Lana awakens moments later sealed inside a crypt. She begins to cry for help but no one is near enough to hear her.

Clark arrives at the graveyard and sees Whitney. He asks about Lana and Whitney replies that Nell told him she was here, but that he has not found her. Lana’s kryptonite necklace weakens Clark; when he hits Clark with a large iron bar Clark flies backwards. Realizing the truth Clark asks Tina where Lana is and “Whitney” replies that Tina no longer exists and then knocks Clark into a headstone, pulverizing it. Clark tells Tina he knows what happened to her mom and she replies that he need not worry about Lana since he’ll join her soon. Then she removes and tosses away the jacket, and with it the kryptonite necklace. Clark regains his strength and easily evades Tina’s punches, continuing to ask about Lana. Finally Tina says Lana is dead and Clark responds with a blow that slams her against a tree. Unconscious, she reverts to her own form.

Clark employs X-Ray vision to discover a struggling skeleton in a nearby crypt. Bursting in, he shatters the lid and removes Lana seconds after she loses consciousness.

Chloe stops by Lana’s home to see if she is okay. She dug around and found a tape of the address Lana’s mother delivered.
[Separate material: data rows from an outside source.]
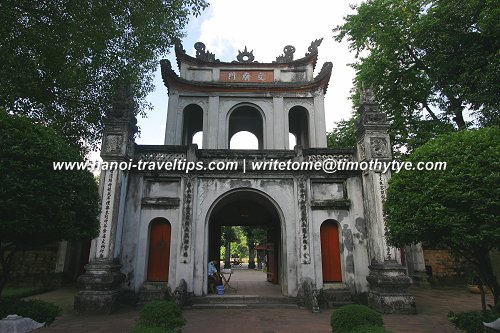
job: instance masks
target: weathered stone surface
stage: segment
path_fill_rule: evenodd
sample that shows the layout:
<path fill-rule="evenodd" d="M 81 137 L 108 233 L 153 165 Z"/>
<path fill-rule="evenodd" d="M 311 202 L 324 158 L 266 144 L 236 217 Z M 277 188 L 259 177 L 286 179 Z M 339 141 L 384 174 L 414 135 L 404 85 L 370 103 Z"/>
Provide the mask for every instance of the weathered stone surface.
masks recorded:
<path fill-rule="evenodd" d="M 81 290 L 75 296 L 78 312 L 109 314 L 116 309 L 121 293 L 120 283 L 125 276 L 116 261 L 95 259 L 85 266 L 85 274 L 78 278 Z"/>
<path fill-rule="evenodd" d="M 395 260 L 386 260 L 383 264 L 372 263 L 369 269 L 366 280 L 370 284 L 370 307 L 382 313 L 416 313 L 415 297 L 408 292 L 412 280 L 403 266 Z"/>

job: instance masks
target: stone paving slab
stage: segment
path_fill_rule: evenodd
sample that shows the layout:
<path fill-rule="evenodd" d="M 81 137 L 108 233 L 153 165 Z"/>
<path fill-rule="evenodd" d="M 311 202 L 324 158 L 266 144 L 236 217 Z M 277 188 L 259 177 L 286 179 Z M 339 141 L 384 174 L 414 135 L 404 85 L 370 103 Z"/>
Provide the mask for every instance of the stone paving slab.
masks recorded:
<path fill-rule="evenodd" d="M 417 315 L 384 315 L 385 327 L 394 333 L 458 333 L 446 315 L 449 311 L 469 311 L 481 308 L 480 296 L 463 288 L 410 288 L 417 301 Z M 129 332 L 138 316 L 131 307 L 112 315 L 78 315 L 72 310 L 76 289 L 65 288 L 33 298 L 52 301 L 63 306 L 63 316 L 40 333 L 66 332 Z M 492 302 L 491 296 L 487 301 Z M 331 310 L 319 314 L 303 309 L 233 308 L 186 309 L 184 333 L 295 333 L 331 332 Z"/>

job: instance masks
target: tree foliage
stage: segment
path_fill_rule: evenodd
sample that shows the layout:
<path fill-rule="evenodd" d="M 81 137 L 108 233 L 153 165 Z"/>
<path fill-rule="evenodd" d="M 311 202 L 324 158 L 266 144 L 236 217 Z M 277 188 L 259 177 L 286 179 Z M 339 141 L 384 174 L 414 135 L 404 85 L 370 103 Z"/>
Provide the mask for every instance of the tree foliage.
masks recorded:
<path fill-rule="evenodd" d="M 374 89 L 396 146 L 412 150 L 453 127 L 500 124 L 498 0 L 369 0 L 353 8 L 335 38 L 356 52 L 355 86 Z"/>
<path fill-rule="evenodd" d="M 446 171 L 401 171 L 387 191 L 387 237 L 401 247 L 425 242 L 467 259 L 494 291 L 489 252 L 500 248 L 500 128 L 464 130 L 431 140 L 409 161 L 446 162 Z"/>
<path fill-rule="evenodd" d="M 348 120 L 341 120 L 331 132 L 326 134 L 328 148 L 356 147 L 356 121 L 353 115 Z"/>
<path fill-rule="evenodd" d="M 113 83 L 130 83 L 144 113 L 158 58 L 206 6 L 204 0 L 2 1 L 0 107 L 95 146 Z"/>
<path fill-rule="evenodd" d="M 97 236 L 99 195 L 88 171 L 54 171 L 82 161 L 55 131 L 0 111 L 0 291 L 15 252 Z"/>

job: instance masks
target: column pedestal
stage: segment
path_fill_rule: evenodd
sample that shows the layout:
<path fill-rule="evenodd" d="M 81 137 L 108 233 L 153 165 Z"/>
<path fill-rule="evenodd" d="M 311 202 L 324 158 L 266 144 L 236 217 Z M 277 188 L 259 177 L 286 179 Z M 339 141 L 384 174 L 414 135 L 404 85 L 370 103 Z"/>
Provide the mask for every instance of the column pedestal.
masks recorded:
<path fill-rule="evenodd" d="M 415 297 L 408 292 L 412 281 L 405 268 L 395 260 L 368 266 L 370 284 L 368 305 L 381 313 L 417 313 Z"/>
<path fill-rule="evenodd" d="M 121 265 L 107 259 L 94 259 L 78 278 L 81 290 L 75 296 L 74 308 L 80 313 L 109 314 L 116 309 L 125 275 Z"/>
Lana thanks her.

Martha notices Clark noticing Whitney and Lana and realizes her son really likes Lana. Clark watches them briefly with his new vision and asks his mother if she could see anything, what she would do. Martha tells her son she would learn to close her eyes.

Later, sitting in her truck as rain falls, Lana slides the cassette into the dashboard and listens as her mother’s voice fills the cab, speaking from 1977. Lana clutches her necklace as she listens to her mother talk to her.